No seriously. Sometimes the anxiety, the insecurity and depression combines with my lovelys propensity for crazy focus and logic in ways that send me totally round the bend. Sometimes I need to express these emotions and get them out of my head before they devour me. They pass. I get my shit back together. C understands, she appreciates my particular special-ness, and is there when I come out of it. In the same way, I make allowances for her special-ness, and try to help her in any way I can. We make a good team.
This blog has always and will always be somewhere I go to let off steam, in whatever form that takes, and if it takes the form of whining and bitching, then all the better, as it means I’m not letting that loose in my personal life where it can do real damage.

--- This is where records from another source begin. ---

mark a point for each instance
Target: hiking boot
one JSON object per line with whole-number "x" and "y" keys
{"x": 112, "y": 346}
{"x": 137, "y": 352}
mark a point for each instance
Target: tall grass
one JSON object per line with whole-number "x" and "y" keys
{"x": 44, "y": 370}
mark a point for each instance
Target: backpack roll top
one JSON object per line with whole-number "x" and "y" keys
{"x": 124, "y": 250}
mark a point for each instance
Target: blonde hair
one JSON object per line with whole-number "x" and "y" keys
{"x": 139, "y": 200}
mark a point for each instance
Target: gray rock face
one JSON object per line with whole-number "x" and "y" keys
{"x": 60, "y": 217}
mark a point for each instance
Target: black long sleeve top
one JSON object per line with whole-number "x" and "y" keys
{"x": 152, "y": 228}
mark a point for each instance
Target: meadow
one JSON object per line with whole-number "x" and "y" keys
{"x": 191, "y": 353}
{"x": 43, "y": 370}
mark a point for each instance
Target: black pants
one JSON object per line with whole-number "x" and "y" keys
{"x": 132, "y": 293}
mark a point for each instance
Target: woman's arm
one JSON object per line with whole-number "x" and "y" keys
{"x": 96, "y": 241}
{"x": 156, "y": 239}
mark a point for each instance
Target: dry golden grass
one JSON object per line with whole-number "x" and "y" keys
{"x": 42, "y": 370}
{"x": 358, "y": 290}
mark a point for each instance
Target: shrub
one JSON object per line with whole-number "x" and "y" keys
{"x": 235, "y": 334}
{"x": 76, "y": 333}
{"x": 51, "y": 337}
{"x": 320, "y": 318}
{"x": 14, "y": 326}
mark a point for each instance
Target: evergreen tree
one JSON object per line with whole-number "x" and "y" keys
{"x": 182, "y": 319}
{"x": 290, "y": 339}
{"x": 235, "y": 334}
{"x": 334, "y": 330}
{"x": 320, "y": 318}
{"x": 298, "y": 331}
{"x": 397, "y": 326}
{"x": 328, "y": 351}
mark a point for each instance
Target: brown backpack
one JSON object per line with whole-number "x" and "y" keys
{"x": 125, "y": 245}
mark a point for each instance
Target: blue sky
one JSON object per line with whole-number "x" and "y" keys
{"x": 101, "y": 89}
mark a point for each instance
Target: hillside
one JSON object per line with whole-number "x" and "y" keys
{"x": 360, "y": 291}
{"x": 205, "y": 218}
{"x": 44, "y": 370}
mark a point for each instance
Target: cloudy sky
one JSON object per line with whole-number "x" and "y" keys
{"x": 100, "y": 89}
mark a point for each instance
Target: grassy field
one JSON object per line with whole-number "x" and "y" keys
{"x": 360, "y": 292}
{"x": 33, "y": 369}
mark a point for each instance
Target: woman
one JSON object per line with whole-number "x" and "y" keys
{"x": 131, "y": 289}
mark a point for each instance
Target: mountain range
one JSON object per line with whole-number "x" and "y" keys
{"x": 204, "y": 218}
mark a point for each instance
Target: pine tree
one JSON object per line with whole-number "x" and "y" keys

The mood passes, and I see clearly again, and am perfectly aware that the thoughts I had during that mood were off kilter, illogical and often downright stupid. That doesn’t mean I can see that, or even do anything about it while I’m in the grip of the mood. All I can do is hang on and try to control the outbursts. Something I am getting a whole lot better at, mainly because I have someone who I care about enough to think twice before I lash out at them, and who does not get on my case for moodling around and being miserable, she just lets me get on with it.
April 7, 2008 at 1:29 am |
I missed the memo… I’d say it got eaten by the spam monitor but I’d be too afraid of the news sending you over the edge again.